Wien - Ungarn wird nach Einschätzung des Wiener Instituts für Internationale Wirtschaftsvergleiche (WIIW) um ein Sparpaket nicht umhinkommen. "Ich glaube nicht, dass Ungarn ohne ein Maßnahmenpaket aus dem Schlamassel herauskommen kann", sagte der Ungarn-Experte des WIIW, Sandor Richter, am Donnerstag vor Journalisten in Wien. Ansonsten könnte das Land in eine Finanzkrise schlittern. Die Risiken, dass es dazu komme, seien wesentlich höher als ohne ein Stabilisierungsprogramm. Nur mit einem massiven Sparprogramm könnten die Staatsfinanzen wieder in Ordnung gebracht werden.

Das Opfer werde sich lohnen, wenn alles gut gehe. Es gehe nun um ein Zurückgeben von Geschenken, die von der Politik seit Jahren ungerechtfertigterweise verteilt worden seien. So sei beispielsweise das Bruttoinlandsprodukt in den Jahren 2001 bis 2005 um 18 Prozent gewachsen, die Realeinkommen jedoch um 30 Prozent, die Pensionen sogar über 30 Prozent. Vor jedem Urnengang die Staatsfinanzen kaputt zu machen, gehe nicht, irgend jemand müsse zur Realität zurückkehren. Ungarn müsse Maßnahmen zur Sanierung der Staatsfinanzen durchführen, um die Glaubwürdigkeit wieder zu gewinnen.

"Vier goldene Jahre"

Das heftig bekämpfte Stabilisierungsprogramm von Premierminister Ferenc Gyurcsany würde wesentlich geringere gesamtwirtschaftliche Auswirkungen haben als das Sparpaket der ungarischen Regierung Mitte der 90er Jahre. Beim privaten Konsum sei beim Durchziehen des Programmes im ersten Jahr lediglich mit einem Rückgang um 1 Prozent zu rechnen, im zweiten Jahr nach dem Sparpaket sollte es bereits zu einem marginalen Wachstum kommen. Beim Sparprogramm 1995 sei es zu einem Rückgang des privaten Konsums um 12 Prozent gekommen. Danach hätten die Ungarn allerdings "vier goldene Jahre" erlebt.

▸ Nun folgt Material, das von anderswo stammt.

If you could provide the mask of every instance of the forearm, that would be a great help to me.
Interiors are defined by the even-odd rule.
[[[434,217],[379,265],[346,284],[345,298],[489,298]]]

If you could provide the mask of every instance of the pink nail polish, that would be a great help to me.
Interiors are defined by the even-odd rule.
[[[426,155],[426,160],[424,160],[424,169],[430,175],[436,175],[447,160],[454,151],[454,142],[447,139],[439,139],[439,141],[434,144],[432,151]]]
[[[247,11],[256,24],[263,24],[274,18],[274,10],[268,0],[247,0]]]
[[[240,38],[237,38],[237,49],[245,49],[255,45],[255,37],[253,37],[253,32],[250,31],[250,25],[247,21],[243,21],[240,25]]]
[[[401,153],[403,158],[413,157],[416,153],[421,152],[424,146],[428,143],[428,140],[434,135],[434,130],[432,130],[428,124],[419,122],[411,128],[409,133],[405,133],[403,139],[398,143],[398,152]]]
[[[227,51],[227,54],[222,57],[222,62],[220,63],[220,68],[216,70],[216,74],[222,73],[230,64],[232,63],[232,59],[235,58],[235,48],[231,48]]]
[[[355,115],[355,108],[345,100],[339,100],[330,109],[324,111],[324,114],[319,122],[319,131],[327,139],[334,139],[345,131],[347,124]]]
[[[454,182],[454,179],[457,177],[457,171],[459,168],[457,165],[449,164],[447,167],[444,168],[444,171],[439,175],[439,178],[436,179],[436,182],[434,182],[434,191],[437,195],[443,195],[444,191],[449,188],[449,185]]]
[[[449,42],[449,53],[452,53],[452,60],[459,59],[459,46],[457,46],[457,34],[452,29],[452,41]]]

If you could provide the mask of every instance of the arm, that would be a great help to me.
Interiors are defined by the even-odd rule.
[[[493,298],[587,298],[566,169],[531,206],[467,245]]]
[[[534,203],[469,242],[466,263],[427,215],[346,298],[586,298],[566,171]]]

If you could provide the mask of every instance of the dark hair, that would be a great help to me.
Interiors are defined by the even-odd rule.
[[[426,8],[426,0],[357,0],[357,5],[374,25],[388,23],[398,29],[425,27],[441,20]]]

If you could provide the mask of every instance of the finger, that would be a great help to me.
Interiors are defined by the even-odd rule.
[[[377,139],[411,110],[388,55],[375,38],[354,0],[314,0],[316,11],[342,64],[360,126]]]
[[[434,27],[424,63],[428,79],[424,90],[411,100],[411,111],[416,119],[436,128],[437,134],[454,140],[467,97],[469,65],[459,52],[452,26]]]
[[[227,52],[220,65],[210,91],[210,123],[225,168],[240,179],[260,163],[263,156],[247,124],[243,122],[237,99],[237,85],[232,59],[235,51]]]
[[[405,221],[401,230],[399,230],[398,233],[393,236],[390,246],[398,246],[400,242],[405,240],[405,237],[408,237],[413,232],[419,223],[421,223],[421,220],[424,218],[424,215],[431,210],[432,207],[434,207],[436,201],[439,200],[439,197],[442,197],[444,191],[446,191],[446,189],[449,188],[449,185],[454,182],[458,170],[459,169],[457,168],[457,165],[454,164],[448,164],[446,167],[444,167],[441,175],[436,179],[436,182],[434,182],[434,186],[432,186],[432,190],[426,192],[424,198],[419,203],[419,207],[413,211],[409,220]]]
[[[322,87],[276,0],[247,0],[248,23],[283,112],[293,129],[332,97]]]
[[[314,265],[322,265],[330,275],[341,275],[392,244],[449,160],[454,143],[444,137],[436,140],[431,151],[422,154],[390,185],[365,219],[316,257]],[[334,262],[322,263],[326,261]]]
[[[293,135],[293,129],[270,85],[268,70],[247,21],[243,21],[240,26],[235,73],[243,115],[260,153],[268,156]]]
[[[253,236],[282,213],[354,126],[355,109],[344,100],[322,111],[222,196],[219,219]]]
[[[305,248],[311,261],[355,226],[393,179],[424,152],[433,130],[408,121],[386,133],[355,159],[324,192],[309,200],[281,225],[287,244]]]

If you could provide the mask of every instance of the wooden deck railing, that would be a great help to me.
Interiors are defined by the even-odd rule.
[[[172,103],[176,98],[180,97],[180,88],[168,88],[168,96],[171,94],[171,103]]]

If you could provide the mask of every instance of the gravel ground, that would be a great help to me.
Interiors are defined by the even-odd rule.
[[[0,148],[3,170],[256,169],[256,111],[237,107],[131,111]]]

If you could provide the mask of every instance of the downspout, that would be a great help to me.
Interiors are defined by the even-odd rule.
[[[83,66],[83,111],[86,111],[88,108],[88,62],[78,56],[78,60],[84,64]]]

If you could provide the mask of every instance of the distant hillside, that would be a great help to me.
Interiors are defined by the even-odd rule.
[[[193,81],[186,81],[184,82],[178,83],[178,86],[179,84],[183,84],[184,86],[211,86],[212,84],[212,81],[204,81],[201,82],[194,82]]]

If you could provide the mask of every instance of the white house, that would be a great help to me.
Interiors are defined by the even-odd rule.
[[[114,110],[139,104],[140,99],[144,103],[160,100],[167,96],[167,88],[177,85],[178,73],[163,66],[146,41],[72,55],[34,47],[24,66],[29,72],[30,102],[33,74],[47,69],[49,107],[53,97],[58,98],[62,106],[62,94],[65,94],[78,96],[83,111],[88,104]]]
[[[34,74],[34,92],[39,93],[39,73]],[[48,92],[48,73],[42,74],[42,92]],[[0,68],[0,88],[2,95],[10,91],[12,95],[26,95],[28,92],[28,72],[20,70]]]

Sollte es zu Neuwahlen kommen oder die Opposition an die Macht kommen, müsste diese wohl ihr zuvor angekündigtes Programm durchziehen. Eine neue Regierung könnte es sich wohl nicht leisten, ihr vor der Wahl angekündigte Versprechen nicht zu halten und dann ein striktes Sparprogramm zu verordnen.

Das Regierungsprogramm gehe vom schlimmsten aus. Das Defizit könnte demzufolge heuer 10 Prozent des Bruttoinlandsproduktes erreichen. Vor den Wahlen lauteten die Prognosen auf 5 Prozent. Schlimmer könne es nicht mehr werden, auch nicht den beiden folgenden Jahren. Die Wirtschaftsforscher seien derzeit optimistischer als die Regierung - ein eher seltener Fall. Den Regierungsplänen zufolge soll das Defizit 2007 dann auf 3,3 Prozent sinken, 2008 auf 2,5 Prozent und 2009 auf 1,1 Prozent. (APA)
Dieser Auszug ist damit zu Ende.